“The world is controlled by shadowy elites and shape–shifting lizard people.” That’s the premise of Netflix’s new animated comedy series, Inside Job. Released on Oct. 22, 2021, it's already made the top 10 list on U.S. Netflix. Part 1 consists of ten impeccable, 30–minute episodes and Part 2 is expected to air sometime in 2022. The show is centered on a group of misfits who work at Cognito Inc., a clandestine agency whose function is to keep the truth hidden from the rest of the world. Both an exploration of workplace dynamics and a mockery of conspiracy theories that have proliferated in modern society in light of scientific and technological developments, Inside Job is the definition of satirical success.

Any conspiracy theory that one can think of—5G technology being carcinogenic, the flat–Earth theory, moon–landings being faked, the existence of the deep state—is canonical in the fictional world created by Alex Hirsch—who also produced Gravity Falls—and Shion Takeuchi. Public video surveillance is portrayed not as a safety measure, but as a means of control. One wrong move, and an extraction team will show up at your doorstep with a body bag. In the world of Inside Job, FBI agents are most definitely watching you through your laptop camera.

What’s so compelling about the series is that it not only wholeheartedly embraces the absurd, it takes these conspiracies and distorts them. Oh, global warming is real all right. In fact, reptoids, many of whom are celebrities and A–listers, collaborate with Cognito Inc. to prevent action from being taken to combat environmental threats so that their optimum body temperature can be maintained. 

It also makes the metaphorical literal. The derogatory term “sheeple” is turned on its head when the camera pans to the human–sheep hybrids that walk around in the lab where “fingerprint erasers” and mind–controlling candy are invented and produced in bulk.

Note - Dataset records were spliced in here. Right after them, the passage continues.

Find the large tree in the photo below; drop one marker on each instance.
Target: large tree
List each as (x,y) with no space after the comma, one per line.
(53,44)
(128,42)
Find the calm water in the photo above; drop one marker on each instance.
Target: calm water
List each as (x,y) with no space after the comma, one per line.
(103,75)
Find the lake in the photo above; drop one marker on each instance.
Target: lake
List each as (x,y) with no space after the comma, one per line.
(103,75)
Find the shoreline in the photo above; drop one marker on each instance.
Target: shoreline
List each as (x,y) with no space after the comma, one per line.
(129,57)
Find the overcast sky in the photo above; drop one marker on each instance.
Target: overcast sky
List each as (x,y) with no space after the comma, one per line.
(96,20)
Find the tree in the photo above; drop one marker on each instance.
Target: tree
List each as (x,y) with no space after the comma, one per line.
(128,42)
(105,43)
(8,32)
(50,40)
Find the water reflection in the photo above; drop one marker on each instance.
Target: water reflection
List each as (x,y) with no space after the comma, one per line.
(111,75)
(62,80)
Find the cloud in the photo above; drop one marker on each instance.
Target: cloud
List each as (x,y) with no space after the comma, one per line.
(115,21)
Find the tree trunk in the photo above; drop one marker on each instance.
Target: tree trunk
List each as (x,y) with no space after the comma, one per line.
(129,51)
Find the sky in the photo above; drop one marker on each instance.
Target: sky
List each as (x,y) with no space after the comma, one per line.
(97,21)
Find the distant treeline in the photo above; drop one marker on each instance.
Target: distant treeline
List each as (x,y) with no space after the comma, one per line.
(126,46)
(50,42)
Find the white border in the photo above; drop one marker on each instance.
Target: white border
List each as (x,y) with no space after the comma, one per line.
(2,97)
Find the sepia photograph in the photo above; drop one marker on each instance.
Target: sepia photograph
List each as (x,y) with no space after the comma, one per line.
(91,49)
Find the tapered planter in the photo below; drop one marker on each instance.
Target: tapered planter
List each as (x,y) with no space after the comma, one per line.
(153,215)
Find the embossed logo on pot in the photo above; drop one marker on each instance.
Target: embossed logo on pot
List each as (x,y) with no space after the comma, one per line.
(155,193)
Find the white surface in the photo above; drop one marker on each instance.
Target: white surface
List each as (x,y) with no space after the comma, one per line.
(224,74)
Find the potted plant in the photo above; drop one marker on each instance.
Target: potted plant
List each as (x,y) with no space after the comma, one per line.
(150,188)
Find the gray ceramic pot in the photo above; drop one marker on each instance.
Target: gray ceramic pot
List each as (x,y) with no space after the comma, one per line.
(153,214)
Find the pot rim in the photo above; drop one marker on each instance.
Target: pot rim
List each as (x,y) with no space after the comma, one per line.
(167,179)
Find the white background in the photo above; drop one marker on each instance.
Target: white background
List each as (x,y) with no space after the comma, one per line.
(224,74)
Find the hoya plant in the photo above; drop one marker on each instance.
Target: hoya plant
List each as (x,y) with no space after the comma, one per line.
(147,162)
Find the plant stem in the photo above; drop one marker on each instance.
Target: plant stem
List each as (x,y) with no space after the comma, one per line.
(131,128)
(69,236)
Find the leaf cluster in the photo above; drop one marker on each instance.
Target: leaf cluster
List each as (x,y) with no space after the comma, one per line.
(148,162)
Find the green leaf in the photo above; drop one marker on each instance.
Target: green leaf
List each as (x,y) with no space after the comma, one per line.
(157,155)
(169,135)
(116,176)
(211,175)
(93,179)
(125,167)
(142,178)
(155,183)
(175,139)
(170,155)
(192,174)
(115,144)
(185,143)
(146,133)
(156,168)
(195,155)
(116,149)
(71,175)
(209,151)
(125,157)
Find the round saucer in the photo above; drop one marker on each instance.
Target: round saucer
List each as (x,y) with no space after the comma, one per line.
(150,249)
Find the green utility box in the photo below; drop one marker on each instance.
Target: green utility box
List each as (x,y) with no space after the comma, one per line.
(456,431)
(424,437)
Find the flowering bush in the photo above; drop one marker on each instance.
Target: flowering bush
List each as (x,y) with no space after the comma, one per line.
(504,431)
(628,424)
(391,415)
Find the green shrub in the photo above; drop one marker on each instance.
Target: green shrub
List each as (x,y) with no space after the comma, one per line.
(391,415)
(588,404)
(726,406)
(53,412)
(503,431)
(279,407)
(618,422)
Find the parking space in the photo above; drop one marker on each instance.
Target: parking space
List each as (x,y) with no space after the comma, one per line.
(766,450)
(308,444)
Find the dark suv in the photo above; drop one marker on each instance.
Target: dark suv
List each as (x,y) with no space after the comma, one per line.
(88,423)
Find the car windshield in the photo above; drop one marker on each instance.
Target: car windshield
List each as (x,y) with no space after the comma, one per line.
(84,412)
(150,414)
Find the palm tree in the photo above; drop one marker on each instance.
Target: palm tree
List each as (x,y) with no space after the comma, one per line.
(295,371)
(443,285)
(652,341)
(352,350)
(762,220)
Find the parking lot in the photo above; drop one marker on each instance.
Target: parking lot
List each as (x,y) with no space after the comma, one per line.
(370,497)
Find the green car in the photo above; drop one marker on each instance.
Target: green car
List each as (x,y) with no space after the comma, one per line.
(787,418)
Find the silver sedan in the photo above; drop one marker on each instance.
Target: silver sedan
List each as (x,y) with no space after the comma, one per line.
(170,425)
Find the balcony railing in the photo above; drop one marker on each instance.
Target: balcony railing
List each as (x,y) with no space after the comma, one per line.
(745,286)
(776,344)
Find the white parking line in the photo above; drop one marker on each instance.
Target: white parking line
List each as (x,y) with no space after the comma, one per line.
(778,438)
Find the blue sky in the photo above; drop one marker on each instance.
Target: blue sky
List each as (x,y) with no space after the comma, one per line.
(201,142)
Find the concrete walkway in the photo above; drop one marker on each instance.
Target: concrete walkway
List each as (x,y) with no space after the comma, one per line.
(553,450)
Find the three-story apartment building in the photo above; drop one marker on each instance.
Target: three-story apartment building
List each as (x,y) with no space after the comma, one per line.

Above all, it makes its eccentric characters relatable when it inserts real–life workplace stereotypes into this fictional world to pander to their adult audience. You have the patriotic, militaristic Glenn Dolphman; mind–reading, alien mushroom Magic Myc; drug addict Andre; finger–guns–galore Brett Hand; and power–hungry, tech–savvy scientist Reagan Ridley. Reagan struggles to assert her authority to her team, whose habits of getting high and ignoring her instructions paint them as less than ideal employees. However, her lack of people skills and insensitivity to social cues makes it incredibly difficult to work with her and damages workplace morale.

Outside the professional sphere, Inside Job explores adult problems through a comedic lens, its lighthearted nature rendering issues such as social anxiety disorder, childhood trauma, and parent–child relationships more palatable. The fact that Reagan goes as far as creating a robot version of a guy she’s too scared to ask out and be emotionally vulnerable with is a strangely accurate, albeit exaggerated, depiction of typical concerns surrounding relationships.

The strong characterizations in this show deserve some recognition as well: Reagan, the protagonist, is a complex character with a questionable sense of morality and unlimited ambition. In many ways, she is an antiheroine. She is motivated by self–interest (“Imagine it, me, ruling the office with an iron fist,” she exclaims, as she envisions her coveted promotion), excluded in the workplace by her co–workers, and self–destructive (her wacky inventions often end up harming her both personally and professionally). 

Her appointed co–leader and fitness junkie Brett Hand is your archetypal heterosexual white male. What he lacks in skills and experience, he makes up for in connections from his frat days at Yale, firm handshakes, and obsequiousness. In his character we witness the phenomenon of “pretty privilege,” or “lookism" at play: His “generic good looks” grant him immediate popularity within the company. However, his emotional honesty and self–awareness make him infinitely more likeable. As much as we might try to deny it, even he is a relatable character at certain points in the show.

As we reside in the penultimate month of the year, it can be encouraging to some and demoralizing to others that we’ve passed the midpoint mark of the semester. Regardless of your predictions for the chances of you surviving the semester, this animated series is guaranteed to put a smile on your face. Not only does it validate our feelings—like Brett, we all crave that external validation from time to time—but its unexpected twists and hot takes on conspiracy theories are a refreshing distraction from the chaos of college life.